Lincoln-Way West students participate in mock electionsMonday, November 7, 2016
Throughout the month of October, juniors and seniors in teacher John Cupp’s AP Government class at Lincoln-Way West have been busy campaigning for their own elections. Over the past five weeks, students worked together in groups to create platforms on which to run, raised “money” to promote their candidate and created a real life simulation of the election process.
At the start of October, Cupp randomly divided students up into three political parties (Democrats, Republicans and Independents). “The first step in the process was to create a platform,” says Cupp. “That’s a fun part of this project. Kids may have to explore and defend policies that they don’t necessarily agree with, which opens up that political discussion in class.”

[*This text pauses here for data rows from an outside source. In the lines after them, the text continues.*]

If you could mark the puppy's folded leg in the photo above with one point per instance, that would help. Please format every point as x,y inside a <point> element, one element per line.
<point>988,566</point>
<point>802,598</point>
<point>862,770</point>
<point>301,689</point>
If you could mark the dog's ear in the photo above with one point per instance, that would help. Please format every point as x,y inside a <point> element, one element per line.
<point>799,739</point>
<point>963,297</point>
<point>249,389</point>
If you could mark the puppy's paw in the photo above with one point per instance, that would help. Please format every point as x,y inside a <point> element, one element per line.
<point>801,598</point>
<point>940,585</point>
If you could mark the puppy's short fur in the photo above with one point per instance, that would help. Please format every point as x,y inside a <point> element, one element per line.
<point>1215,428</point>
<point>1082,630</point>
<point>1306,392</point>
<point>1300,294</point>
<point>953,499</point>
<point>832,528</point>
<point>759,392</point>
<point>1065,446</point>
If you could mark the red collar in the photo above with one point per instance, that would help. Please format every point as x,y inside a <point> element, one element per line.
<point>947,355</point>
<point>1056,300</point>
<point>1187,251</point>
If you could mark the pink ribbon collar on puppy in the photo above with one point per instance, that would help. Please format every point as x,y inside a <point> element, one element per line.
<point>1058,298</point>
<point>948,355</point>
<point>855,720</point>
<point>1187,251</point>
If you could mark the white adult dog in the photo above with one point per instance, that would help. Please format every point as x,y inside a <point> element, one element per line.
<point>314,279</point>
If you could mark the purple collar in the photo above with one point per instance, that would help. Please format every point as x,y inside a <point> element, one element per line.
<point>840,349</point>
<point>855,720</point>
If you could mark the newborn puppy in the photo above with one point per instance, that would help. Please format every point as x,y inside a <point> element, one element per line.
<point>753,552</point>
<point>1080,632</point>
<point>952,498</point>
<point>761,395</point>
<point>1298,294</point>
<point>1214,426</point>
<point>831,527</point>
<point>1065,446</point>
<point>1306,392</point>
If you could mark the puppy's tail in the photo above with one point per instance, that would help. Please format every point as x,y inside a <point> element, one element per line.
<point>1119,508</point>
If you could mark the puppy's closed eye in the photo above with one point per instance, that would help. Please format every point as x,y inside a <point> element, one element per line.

The platforms that students must create are between 15 and 20 pages long and require extensive research. Students must be able to defend their platform so that they are able to answers questions from teachers who decide whether or not to support them with “money.” Each teacher is given a certain amount of “money” which they distribute to different political parties at their discretion. Knowing this, the students must be prepared to answer each teacher’s questions according to their assigned political party’s beliefs.
“Around the hallway, each teacher has a cause that they support, which is posted on their door,” says Cupp. “Each teacher was allowed to pick issues that were important to them. We have issues like trade, immigration, and public works and infrastructure. We encourage teachers to pick topics that are interesting to them because we want them to be invested when students come in to try and raise money.”
Raising money throughout the day means that the hallways around Cupp’s classroom are constantly filled with campaigning students. Cupp’s AP Government student Bret Jones says, “I assumed we would stay in the classroom during this project so we wouldn’t disturb anyone else, but he’s letting us run free.” Students even spend time between class periods and before school to try and get the attention of teachers who might support their cause. “When we’re available, sometimes teachers are busy teaching, so we need to work our schedules around them.”
“Once the students raise ‘money,’ they can use the funds to buy campaign flyers, posters, commercials, or other items to promote their candidate,” says Cupp. “They’ve also spent the past few weeks getting other kids registered to vote so that they can participate in this mock election.”
Students in Cupp’s class will discover if their hard work paid off on mock Election Day, which falls on the same day as the United States Presidential Election: November 8, 2016. “We’ll have polling booths set up on Tuesday so they can vote, and on Wednesday, the ballots will be counted. Thursday, we’ll run through an overview of what went well, what didn’t go well and what the students learned,” says Cupp.
“I had an idea that it was pretty involved, but I never really knew how involved it was,” says student Bret Jones. “It’s a lot of work to run for president. It’s fun though!”